We will continue to review state registration and licensing requirements that may become applicable to us in the future. As a result of providing portfolio management services, additional licensing schemes may apply to us. As a result of our continuing review, we may determine that registration or licensing is required in jurisdictions where we are not currently registered or licensed. In such a case, we may proceed with licensing or registration in the affected state, or we may attempt to restructure our activities in a manner that we believe to be exempt from such licensing or registration.
99
Compliance with state licensing requirements could involve additional costs, which could have a material adverse effect on our business. Our failure to comply with these laws could lead to, among other things:
- •
- curtailment of our ability to continue to conduct business in the relevant jurisdiction, pending processing of registration or a license application;
- •
- administrative enforcement actions;
- •
- class action lawsuits;
- •
- the assertion of legal defenses delaying or otherwise affecting the enforcement of loans; and
- •
- criminal as well as civil liability, each of which could have a material adverse effect on our business.
As a federally chartered institution, Union Federal, including its operating subsidiary, FMLOS, may conduct its business without regard to such state licensing laws and requirements. We currently provide outsourced education loan origination services through FMLOS on a fee-for-service basis. To the extent that these activities are conducted through Union Federal or FMLOS, we believe state regulatory requirements affecting loan brokers, small lenders and credit services organizations will be less likely to be asserted. Operational restrictions imposed by federal regulators could, however, limit our ability to offer services through FMLOS on a fee-for-service basis.
We may be exposed to liability for failures of third parties with which we do business to comply with the registration, licensing and other requirements that apply to them.

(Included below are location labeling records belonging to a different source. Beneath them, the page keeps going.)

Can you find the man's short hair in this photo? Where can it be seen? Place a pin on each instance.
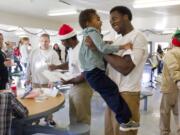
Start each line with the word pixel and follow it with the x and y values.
pixel 123 11
pixel 86 16
pixel 45 35
pixel 25 39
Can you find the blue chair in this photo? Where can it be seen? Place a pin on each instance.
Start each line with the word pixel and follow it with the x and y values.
pixel 44 130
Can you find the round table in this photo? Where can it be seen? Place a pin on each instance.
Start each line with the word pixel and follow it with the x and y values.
pixel 38 110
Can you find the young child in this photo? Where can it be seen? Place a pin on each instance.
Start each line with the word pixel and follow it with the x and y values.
pixel 93 68
pixel 170 86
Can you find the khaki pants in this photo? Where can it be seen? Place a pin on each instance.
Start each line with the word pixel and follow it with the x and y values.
pixel 112 126
pixel 169 102
pixel 37 85
pixel 80 103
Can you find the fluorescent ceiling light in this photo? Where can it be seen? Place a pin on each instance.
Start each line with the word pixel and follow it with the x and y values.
pixel 155 3
pixel 62 12
pixel 103 12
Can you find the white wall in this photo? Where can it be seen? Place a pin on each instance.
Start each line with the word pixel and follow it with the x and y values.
pixel 19 20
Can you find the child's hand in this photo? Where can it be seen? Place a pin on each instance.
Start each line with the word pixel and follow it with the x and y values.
pixel 127 46
pixel 8 63
pixel 90 44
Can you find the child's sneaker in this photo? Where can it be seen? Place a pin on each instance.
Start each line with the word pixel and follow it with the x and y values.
pixel 131 125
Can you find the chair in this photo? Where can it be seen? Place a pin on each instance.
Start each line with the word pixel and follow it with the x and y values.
pixel 153 63
pixel 45 130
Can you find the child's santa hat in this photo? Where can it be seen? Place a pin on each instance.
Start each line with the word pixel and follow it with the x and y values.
pixel 66 32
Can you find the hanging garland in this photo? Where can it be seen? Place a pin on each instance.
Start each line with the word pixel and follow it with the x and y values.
pixel 28 32
pixel 45 31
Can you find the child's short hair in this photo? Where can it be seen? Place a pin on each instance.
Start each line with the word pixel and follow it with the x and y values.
pixel 86 16
pixel 45 35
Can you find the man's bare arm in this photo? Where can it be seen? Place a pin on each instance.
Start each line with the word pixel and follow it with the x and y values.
pixel 63 66
pixel 122 64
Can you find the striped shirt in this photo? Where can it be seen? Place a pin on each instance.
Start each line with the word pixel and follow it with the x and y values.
pixel 9 106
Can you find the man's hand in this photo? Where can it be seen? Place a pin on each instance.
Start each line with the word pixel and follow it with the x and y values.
pixel 27 82
pixel 89 43
pixel 65 82
pixel 52 67
pixel 8 63
pixel 127 46
pixel 178 85
pixel 108 42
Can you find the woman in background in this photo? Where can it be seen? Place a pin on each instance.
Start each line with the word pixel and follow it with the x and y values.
pixel 58 50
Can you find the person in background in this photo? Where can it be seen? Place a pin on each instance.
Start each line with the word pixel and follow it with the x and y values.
pixel 17 56
pixel 39 59
pixel 24 44
pixel 160 54
pixel 170 87
pixel 80 94
pixel 4 64
pixel 58 50
pixel 66 54
pixel 9 107
pixel 10 56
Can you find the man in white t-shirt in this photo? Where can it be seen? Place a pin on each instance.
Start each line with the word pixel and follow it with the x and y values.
pixel 80 94
pixel 126 68
pixel 39 59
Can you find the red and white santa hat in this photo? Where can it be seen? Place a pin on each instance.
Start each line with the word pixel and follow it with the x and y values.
pixel 66 32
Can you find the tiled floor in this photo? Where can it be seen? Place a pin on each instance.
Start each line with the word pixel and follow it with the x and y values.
pixel 149 119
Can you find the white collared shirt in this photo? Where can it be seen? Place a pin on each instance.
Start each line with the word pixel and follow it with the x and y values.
pixel 74 64
pixel 38 62
pixel 139 54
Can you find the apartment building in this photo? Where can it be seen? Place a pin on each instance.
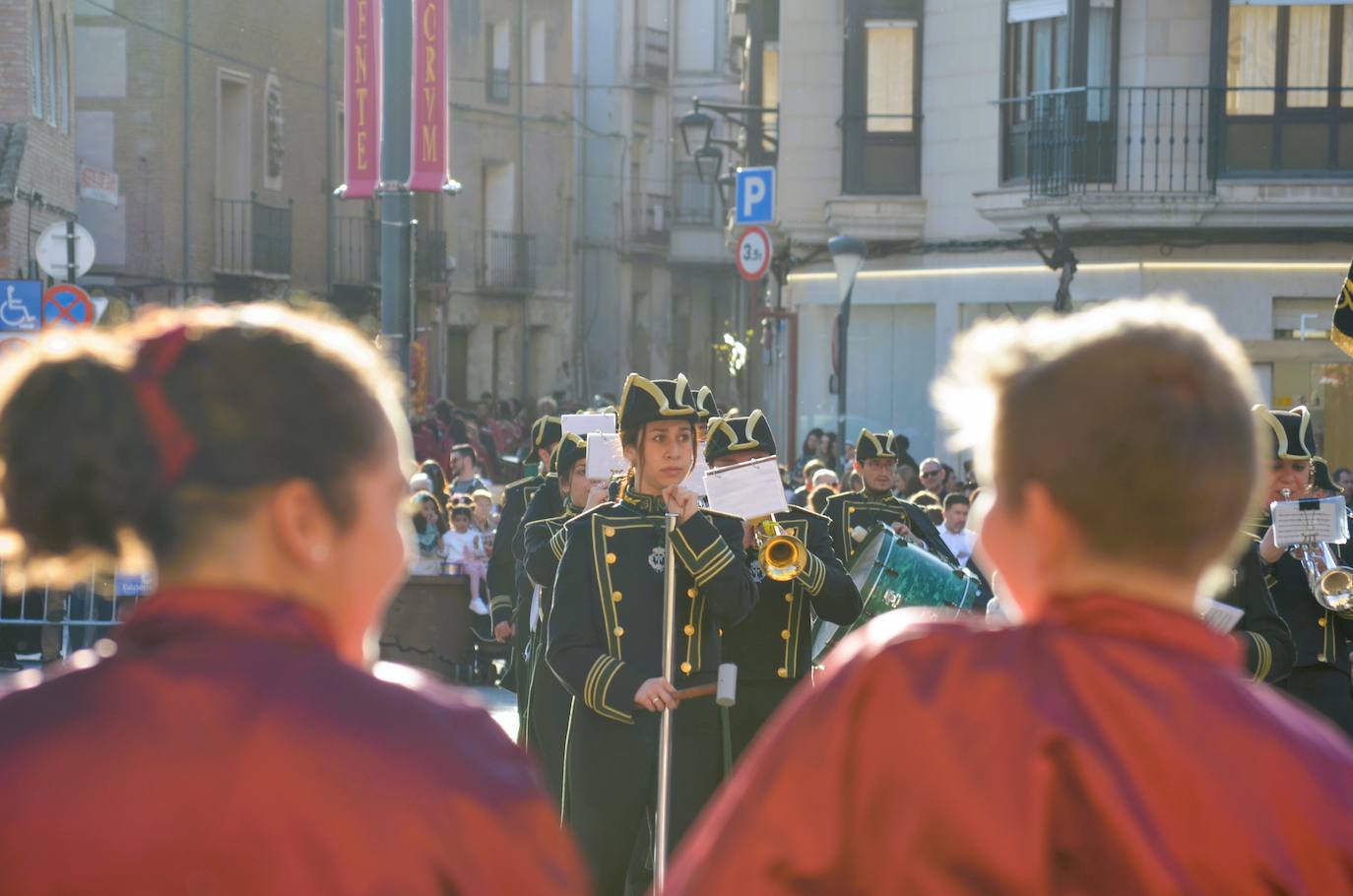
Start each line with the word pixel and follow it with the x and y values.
pixel 213 118
pixel 36 129
pixel 1201 148
pixel 503 322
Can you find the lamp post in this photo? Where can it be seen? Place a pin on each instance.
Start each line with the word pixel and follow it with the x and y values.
pixel 847 257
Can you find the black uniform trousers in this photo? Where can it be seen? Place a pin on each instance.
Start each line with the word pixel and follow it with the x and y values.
pixel 756 703
pixel 547 720
pixel 1326 689
pixel 615 766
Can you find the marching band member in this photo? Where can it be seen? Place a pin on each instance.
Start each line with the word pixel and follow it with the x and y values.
pixel 605 634
pixel 1323 638
pixel 854 512
pixel 507 585
pixel 543 544
pixel 706 409
pixel 773 646
pixel 1108 741
pixel 237 737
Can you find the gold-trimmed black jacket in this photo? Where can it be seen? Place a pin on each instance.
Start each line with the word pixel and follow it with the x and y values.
pixel 607 620
pixel 774 642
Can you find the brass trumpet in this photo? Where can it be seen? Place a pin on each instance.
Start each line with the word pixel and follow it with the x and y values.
pixel 781 555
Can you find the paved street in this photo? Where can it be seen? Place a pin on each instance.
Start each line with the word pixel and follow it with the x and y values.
pixel 501 704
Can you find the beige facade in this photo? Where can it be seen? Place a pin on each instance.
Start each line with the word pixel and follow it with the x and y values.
pixel 36 129
pixel 1135 145
pixel 214 116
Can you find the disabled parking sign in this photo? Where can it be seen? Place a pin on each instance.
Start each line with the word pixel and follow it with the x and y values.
pixel 21 306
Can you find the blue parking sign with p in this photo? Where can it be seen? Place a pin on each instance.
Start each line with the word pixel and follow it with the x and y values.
pixel 21 306
pixel 755 195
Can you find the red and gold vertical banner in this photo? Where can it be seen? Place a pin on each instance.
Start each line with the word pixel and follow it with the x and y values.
pixel 361 97
pixel 429 141
pixel 419 374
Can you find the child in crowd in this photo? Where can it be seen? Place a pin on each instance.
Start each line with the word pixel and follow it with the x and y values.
pixel 430 526
pixel 464 545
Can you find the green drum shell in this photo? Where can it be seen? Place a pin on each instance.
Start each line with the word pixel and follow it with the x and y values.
pixel 890 574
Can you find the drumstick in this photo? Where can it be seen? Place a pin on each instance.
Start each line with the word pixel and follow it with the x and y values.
pixel 698 690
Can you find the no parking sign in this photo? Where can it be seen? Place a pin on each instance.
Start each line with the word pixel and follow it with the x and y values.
pixel 67 304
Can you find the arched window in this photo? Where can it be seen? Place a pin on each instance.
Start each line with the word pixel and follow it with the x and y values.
pixel 51 67
pixel 65 76
pixel 35 89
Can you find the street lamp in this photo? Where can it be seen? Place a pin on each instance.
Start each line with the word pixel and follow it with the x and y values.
pixel 709 161
pixel 847 257
pixel 694 129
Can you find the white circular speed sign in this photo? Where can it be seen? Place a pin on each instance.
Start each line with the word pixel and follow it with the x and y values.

Third parties with which we do business, including federal and state chartered financial institutions, non-bank loan marketers, as well as TERI, are subject to registration, licensing and extensive governmental regulations, including Truth-in-Lending laws and other consumer protection laws and regulations. For example, some of the third party marketers with which we have done or may do business may be subject to state registration or licensing requirements and laws and regulations, including those relating to small loans, loan brokers and credit services organizations. As a result of the activities that we conduct or may conduct for our clients, it may be asserted that we have some responsibility for compliance by third parties with which we do business with the laws and regulations applicable to them, whether on contractual or other grounds. If it is determined that we have failed to comply with our obligations with respect to these third parties, we could be subject to civil or criminal liability.
Failure to comply with consumer protection laws could subject us to civil and criminal penalties or litigation, including class actions, and have a material adverse effect on our business.
The federal government and state governments regulate extensively the financial institutions and other entities that originate loans in the education loan market. These regulations include bankruptcy, tax, usury, disclosure, credit reporting, identity theft, privacy, fraud and abuse and other laws to protect borrowers. Changes in consumer protection laws or related regulations, or in the prevailing interpretations thereof, may expose us to litigation, result in greater compliance costs, adversely affect the collection of balances due on the loan assets held by securitization trusts or otherwise adversely affect our business. We could incur substantial additional expense complying with these requirements and may be required to create new processes and information systems. Moreover, changes in the consumer protection laws and related regulations, or in the prevailing interpretations thereof, could invalidate or call into question the legality of certain of our services and business practices.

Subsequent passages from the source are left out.